Padrões observados nos casos semelhantes deste acervo — cada processo é único.
❓ Perguntas frequentes
What did this decision decide?
The Tribunal decided that it did not have the power (jurisdiction) to hear the case brought by the company, so it struck out the proceedings.
Who was involved?
The case involved a company (the appellant) and His Majesty's Revenue and Customs (HMRC, the respondents).
How did the court decide, and why?
The Tribunal decided against the company because it found that the company was not appealing a specific decision made by HMRC. Instead, the company was challenging an old tax debt and how HMRC tried to collect it, which the Tribunal does not have the power to deal with.
Which laws or rules were applied?
The main rules applied were Rule 8(2)(a) of the Tribunal Procedure (First-tier Tribunal) (Tax Chamber) Rules 2009, which deals with striking out cases, and Section 83 of the Value Added Tax Act 1994, which outlines what decisions can be appealed.
What was the argument that mattered most?
The most important argument was whether the company's claim was actually an appeal against a specific HMRC decision, which is what the Tribunal can hear. The Tribunal found it wasn't, but rather a challenge to a debt that was already settled and how it was enforced.
Was the decision for or against the person who brought the case?
The decision was against the company that brought the case, as their proceedings were struck out.
What does this mean for someone in a similar situation?
If you want to challenge HMRC in the First-tier Tribunal (Tax Chamber), you must be appealing a specific decision made by HMRC. The Tribunal cannot hear general complaints about HMRC's actions or challenges to old debts that have already been finalised.
What evidence or documents mattered?
The Tribunal considered the company's Notice of Appeal and their written response, which set out their arguments.

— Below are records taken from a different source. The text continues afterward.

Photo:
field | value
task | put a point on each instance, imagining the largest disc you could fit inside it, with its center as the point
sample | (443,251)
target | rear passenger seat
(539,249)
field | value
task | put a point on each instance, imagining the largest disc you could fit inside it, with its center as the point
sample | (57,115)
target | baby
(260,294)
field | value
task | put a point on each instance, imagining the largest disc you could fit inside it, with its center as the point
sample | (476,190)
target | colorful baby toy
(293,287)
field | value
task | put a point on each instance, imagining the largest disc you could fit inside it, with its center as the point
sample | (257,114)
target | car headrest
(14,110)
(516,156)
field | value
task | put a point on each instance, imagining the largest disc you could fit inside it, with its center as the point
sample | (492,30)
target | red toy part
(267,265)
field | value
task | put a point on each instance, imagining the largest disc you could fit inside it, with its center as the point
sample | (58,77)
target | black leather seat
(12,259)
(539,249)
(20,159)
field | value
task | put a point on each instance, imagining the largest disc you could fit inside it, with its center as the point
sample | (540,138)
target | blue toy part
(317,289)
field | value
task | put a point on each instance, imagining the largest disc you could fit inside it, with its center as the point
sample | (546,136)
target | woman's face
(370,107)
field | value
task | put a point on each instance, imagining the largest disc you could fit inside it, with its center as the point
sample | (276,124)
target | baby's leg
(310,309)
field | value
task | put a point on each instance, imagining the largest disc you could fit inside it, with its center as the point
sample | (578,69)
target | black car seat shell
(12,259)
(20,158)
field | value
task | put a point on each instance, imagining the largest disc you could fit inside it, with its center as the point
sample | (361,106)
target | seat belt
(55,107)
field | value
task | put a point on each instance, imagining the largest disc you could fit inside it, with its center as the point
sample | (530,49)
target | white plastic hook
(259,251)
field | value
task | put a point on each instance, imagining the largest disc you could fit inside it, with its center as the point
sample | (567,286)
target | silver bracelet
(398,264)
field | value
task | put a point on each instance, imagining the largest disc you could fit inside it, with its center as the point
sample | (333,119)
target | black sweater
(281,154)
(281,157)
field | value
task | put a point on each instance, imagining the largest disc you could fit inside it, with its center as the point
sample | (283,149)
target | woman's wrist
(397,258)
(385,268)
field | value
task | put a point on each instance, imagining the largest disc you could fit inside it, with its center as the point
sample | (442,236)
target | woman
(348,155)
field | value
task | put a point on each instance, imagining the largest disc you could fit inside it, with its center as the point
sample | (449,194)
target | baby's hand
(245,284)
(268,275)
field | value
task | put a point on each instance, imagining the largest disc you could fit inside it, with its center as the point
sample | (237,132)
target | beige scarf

The absence of an identified appealable decision from HMRC was a key factor.
Can a decision like this be appealed?
Yes, any party unhappy with a decision from the First-tier Tribunal (Tax Chamber) generally has the right to apply for permission to appeal to a higher tribunal, usually within 56 days of receiving the decision.
Is it worth getting a solicitor for a case like this?
It is always recommended to get advice from a qualified solicitor for your specific case, especially when dealing with complex issues of tribunal jurisdiction and tax law.